The benefits and risks of vaccination must always be carefully considered for pregnant women. Many vaccines benefit the health of the mother as well as the child. Women should ensure that their immunizations are up to date when they start planning for pregnancy.
  • Understandably, pregnant women are concerned about vaccines and their potential side effects on themselves and the fetus. Pregnant women should discuss their immunization status at their maternity clinic.
  • It is important for the mother to have comprehensive immunizations because the antibodies in the mother’s body are transmitted to the fetus via the placenta and provide immune protection during the first months of the child’s life.
  • The seasonal influenza vaccine and COVID-19 vaccine are recommended for all expectant mothers. In addition to protecting the mother, an influenza vaccine can also protect the child both during pregnancy and after birth. Pregnancy increases the risk of severe COVID-19 disease.
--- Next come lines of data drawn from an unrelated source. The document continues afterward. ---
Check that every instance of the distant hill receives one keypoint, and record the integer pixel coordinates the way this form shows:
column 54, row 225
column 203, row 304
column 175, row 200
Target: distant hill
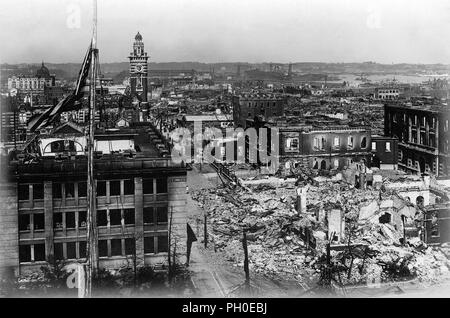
column 118, row 71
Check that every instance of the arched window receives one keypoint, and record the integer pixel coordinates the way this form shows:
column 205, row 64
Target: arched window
column 420, row 201
column 364, row 142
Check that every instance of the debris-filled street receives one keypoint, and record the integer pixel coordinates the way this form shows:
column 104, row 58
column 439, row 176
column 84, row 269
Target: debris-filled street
column 369, row 252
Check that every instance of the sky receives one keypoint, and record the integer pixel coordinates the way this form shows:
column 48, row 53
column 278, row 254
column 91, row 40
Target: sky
column 383, row 31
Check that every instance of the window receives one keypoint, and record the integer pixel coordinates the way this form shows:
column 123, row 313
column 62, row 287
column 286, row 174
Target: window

  • The diphtheria and tetanus vaccine can be administered normally during pregnancy. The diphtheria-tetanus-whooping cough vaccine can also be administered during pregnancy, preferably in late pregnancy. Other vaccines containing inactivated pathogens are administered during pregnancy if the risk of infection is high.
  • Vaccines containing attenuated pathogens are usually not administered during pregnancy. The concern is that the pathogen could infect the fetus and cause similar negative effects as the full-strength pathogen. However, this concern is mostly theoretical.
  • The administration of other vaccines is considered based on individual needs.
  • Women planning for pregnancy should supplement their immunizations even before getting pregnant. Comprehensive immunizations promote a healthy pregnancy and protect the developing fetus.
  • In particular, the chickenpox vaccine and the MMR vaccine against measles, mumps and rubella should ideally be given 1–3 months before pregnancy. These vaccines contain live attenuated pathogens and are usually not administered to women who are already pregnant. Being afflicted with chickenpox during pregnancy is dangerous for both the mother and the foetus.